Holdren is currently Director of the White House Office of Science and Technology Policy, Assistant to the President for Science and Technology, and Co-Chair of the President's Council of Advisors on Science and Technology.

In 1977, he co-authored the 1,000 page book “Ecoscience” with Paul and Anne Ehrlich. The book included several descriptions of possible population control measures, including the addition of “sterilants” to the water supply to prevent human conception.

One section, titled “Population Law,” cited the radical group Zero Population Growth and said “it has been concluded that compulsory population-control laws, even including laws requiring compulsory abortion, could be sustained under the existing Constitution if the population crisis became sufficiently severe to endanger the society.”

“Few today consider the situation in the United States serious enough to justify compulsion, however.”

Another section discussed a “planetary regime” that might be given responsibility for “determining the optimum population for the world and for each region and for arbitrating various countries' shares within their regional limits.”

In Tuesday e-mails to CNA, Rick Weiss, the Office of Science and Technology Policy’s Director of Strategic Communications, said the material at issue was from “a three-decade-old, three-author textbook used in colleges to teach energy policy.”

He could “easily dismiss” fears that Dr. Holdren favors government control over population growth.

“He made that quite clear in his confirmation hearing,” Weiss said.

He then quoted a section of the confirmation transcript in which Sen. David Vitter (R-LA) asked Holdren whether he thinks “determining optimal population is a proper role of government.”

“No, Senator, I do not,” was Holdren’s reply, according to Weiss and a transcript of the proceedings.

In other remarks at the confirmation hearing, not cited by Weiss, Holdren told Sen. Vitter he no longer thinks it is “productive” to focus on the “optimum population” for the United States. “I don't think any of us know what the right answer is.”

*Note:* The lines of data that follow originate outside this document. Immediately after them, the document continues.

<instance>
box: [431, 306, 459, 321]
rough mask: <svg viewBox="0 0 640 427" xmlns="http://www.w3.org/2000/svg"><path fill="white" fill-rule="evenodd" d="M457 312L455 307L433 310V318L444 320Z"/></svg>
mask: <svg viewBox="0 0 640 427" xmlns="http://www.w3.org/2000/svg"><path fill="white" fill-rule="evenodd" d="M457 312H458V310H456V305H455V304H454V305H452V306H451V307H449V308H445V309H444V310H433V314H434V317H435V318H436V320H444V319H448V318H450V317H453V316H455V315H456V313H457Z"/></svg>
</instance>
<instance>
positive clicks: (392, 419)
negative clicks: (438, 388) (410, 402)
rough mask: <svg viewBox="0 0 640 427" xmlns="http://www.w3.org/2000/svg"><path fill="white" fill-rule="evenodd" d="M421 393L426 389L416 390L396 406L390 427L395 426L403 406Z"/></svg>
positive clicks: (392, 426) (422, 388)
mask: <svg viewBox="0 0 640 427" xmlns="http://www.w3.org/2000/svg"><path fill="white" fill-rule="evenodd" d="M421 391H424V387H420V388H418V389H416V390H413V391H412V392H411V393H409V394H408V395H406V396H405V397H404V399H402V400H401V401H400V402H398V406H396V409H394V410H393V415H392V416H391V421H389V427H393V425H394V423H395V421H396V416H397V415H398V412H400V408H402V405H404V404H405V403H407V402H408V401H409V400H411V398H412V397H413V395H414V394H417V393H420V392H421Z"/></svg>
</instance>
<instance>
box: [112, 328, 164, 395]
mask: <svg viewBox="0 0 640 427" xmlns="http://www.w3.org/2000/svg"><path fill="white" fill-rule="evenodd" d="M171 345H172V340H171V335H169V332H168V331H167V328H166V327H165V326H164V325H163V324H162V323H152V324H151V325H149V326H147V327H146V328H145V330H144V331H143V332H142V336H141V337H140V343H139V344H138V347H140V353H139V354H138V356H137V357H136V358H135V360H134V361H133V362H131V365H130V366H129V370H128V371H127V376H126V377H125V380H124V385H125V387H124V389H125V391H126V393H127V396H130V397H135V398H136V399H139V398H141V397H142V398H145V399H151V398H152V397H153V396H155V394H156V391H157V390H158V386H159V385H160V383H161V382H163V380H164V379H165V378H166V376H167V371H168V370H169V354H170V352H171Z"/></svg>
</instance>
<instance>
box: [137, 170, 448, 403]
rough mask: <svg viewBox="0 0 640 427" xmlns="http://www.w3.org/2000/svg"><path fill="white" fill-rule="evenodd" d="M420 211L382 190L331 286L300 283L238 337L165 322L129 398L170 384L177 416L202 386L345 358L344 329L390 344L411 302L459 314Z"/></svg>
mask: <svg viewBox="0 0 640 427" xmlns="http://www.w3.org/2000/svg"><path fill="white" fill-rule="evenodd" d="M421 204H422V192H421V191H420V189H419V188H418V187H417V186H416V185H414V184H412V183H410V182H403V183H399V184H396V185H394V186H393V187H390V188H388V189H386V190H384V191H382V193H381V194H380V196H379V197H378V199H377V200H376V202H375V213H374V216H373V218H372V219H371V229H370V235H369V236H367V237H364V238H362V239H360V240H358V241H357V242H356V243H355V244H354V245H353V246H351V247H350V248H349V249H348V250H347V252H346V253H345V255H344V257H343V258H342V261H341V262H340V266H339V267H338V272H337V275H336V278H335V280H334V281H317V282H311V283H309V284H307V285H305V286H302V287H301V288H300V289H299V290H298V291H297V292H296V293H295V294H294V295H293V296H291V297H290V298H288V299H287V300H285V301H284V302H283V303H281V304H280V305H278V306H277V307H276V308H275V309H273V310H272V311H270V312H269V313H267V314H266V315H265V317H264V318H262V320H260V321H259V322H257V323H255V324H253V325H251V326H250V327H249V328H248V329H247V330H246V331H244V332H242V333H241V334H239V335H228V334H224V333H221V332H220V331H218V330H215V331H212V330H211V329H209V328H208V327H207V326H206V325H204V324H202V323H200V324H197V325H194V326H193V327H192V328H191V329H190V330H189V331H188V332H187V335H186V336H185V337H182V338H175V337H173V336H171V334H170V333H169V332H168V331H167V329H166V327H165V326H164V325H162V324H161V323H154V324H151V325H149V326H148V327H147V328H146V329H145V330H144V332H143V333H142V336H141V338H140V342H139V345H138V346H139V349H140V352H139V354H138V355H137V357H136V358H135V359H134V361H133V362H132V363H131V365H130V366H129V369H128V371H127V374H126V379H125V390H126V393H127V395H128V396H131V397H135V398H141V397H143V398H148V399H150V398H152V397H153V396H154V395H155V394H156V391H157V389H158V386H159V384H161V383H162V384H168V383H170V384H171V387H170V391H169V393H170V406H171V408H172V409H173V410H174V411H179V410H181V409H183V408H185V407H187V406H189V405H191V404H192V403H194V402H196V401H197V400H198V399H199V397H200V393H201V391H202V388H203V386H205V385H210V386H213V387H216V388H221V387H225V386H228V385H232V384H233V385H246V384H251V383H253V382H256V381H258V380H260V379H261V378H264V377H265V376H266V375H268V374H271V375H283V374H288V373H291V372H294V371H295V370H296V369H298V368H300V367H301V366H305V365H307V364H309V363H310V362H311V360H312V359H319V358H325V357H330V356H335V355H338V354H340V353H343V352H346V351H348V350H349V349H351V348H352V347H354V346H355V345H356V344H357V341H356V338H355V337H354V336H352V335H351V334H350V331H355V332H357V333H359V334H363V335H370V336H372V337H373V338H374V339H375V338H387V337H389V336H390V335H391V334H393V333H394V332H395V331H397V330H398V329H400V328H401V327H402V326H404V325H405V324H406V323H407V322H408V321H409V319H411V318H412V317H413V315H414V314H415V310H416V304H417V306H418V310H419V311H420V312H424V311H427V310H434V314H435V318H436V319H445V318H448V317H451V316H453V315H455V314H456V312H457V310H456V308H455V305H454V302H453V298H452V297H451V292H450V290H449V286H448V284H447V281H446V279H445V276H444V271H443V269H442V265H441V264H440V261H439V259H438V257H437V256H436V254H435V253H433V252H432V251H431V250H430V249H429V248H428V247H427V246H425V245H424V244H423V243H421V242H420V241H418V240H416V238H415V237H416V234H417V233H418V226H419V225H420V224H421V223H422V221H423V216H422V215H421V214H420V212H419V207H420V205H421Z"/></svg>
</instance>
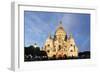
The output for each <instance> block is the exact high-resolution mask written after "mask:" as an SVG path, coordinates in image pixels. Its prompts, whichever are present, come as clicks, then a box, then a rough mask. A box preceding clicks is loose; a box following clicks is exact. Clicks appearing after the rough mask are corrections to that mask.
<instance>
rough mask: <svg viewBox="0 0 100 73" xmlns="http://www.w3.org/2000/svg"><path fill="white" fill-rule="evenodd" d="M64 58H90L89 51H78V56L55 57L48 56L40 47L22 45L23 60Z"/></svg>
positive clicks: (61, 59)
mask: <svg viewBox="0 0 100 73" xmlns="http://www.w3.org/2000/svg"><path fill="white" fill-rule="evenodd" d="M64 59H90V51H84V52H79V54H78V57H67V56H66V55H64V57H63V58H62V57H59V58H56V56H55V55H54V56H53V57H50V58H48V56H47V53H46V52H45V51H41V50H40V47H34V46H29V47H24V61H43V60H64Z"/></svg>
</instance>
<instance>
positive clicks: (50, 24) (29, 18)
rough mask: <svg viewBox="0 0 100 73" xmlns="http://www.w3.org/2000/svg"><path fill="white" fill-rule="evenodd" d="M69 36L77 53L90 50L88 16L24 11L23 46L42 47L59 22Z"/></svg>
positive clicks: (49, 12) (82, 13)
mask: <svg viewBox="0 0 100 73" xmlns="http://www.w3.org/2000/svg"><path fill="white" fill-rule="evenodd" d="M60 21H62V25H63V27H64V29H65V31H66V33H67V35H68V36H69V35H70V33H71V34H72V35H73V38H74V40H75V43H76V45H77V47H78V48H79V51H89V50H90V14H83V13H61V12H41V11H38V12H37V11H24V39H25V40H24V45H25V46H30V45H33V44H34V43H37V45H38V46H40V47H42V46H43V45H44V43H45V40H46V39H47V37H48V34H51V35H52V37H53V35H54V33H55V31H56V28H57V26H58V25H59V22H60Z"/></svg>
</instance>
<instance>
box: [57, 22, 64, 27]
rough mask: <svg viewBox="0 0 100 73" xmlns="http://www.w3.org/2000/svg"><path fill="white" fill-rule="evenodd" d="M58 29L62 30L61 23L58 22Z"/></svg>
mask: <svg viewBox="0 0 100 73" xmlns="http://www.w3.org/2000/svg"><path fill="white" fill-rule="evenodd" d="M58 29H63V25H62V21H60V22H59V25H58Z"/></svg>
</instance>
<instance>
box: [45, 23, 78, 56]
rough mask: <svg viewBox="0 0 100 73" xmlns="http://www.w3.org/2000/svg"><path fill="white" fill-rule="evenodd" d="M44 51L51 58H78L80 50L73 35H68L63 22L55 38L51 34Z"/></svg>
mask: <svg viewBox="0 0 100 73" xmlns="http://www.w3.org/2000/svg"><path fill="white" fill-rule="evenodd" d="M43 50H44V51H45V52H46V53H47V55H48V57H49V58H52V57H55V58H59V57H60V58H64V57H78V48H77V46H76V44H75V41H74V38H73V36H72V34H70V35H69V36H68V35H67V32H66V31H65V30H64V28H63V25H62V22H60V23H59V25H58V27H57V29H56V31H55V34H54V36H53V37H52V36H51V35H50V34H49V35H48V38H47V39H46V41H45V43H44V46H43Z"/></svg>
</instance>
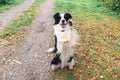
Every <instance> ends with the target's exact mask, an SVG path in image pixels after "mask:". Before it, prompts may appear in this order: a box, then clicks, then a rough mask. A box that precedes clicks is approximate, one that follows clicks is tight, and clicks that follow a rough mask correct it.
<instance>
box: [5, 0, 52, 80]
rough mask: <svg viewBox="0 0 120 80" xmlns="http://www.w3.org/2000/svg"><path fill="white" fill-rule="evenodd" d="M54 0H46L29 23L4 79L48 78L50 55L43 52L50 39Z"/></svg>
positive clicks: (45, 78) (44, 50) (42, 79)
mask: <svg viewBox="0 0 120 80" xmlns="http://www.w3.org/2000/svg"><path fill="white" fill-rule="evenodd" d="M53 8H54V0H46V1H45V2H44V3H43V4H42V5H41V7H40V8H39V10H38V16H37V18H36V19H35V20H34V21H33V22H32V24H31V25H30V27H31V31H30V32H29V33H28V34H27V35H26V37H25V39H24V41H23V43H22V44H21V45H20V47H19V48H18V50H17V51H16V55H15V58H14V60H13V61H14V62H15V63H13V65H14V66H13V68H12V69H11V70H10V71H9V72H8V73H6V74H5V80H50V78H49V74H50V73H49V71H48V70H49V67H50V60H51V57H50V56H49V55H48V53H46V52H45V50H47V48H48V46H47V45H48V44H50V41H51V35H52V12H53Z"/></svg>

According to Weiss, Holdren “made clear that he did not believe in coercive means of population control” and is not an advocate for measures expressed in the book “and they are certainly not endorsed by this administration in any way.”

Weiss also provided CNA with a statement from the book's other two authors, Paul and Anne Ehrlich.

The Ehrlichs said they had been “shocked” at what they called the “serious misrepresentation” of their and Holdren’s views.

“We were not then,  never have been, and are not now 'advocates' of the Draconian measures for population limitation described -- but not recommended -- in the book's 60-plus small-type pages cataloging the full spectrum of population policies that, at the time, had either been tried in some country or analyzed by some commentator.”

Describing “Ecoscience” as a “textbook,” they said its descriptions can be “misrepresented as endorsement.”

Paul Ehrlich was the author of the 1968 bestselling book The Population Bomb, which predicted that massive famines in the 1970s would kill “hundreds of millions,” including Americans.

Coercive population control measures, including forced sterilizations and abortions, have been used in China’s one-child policy. In Peru in the 1990s, the U.S. Agency for International Development and the United Nations Population Fund provided support for what became an involuntary sterilization program which victimized an estimated 300,000 women.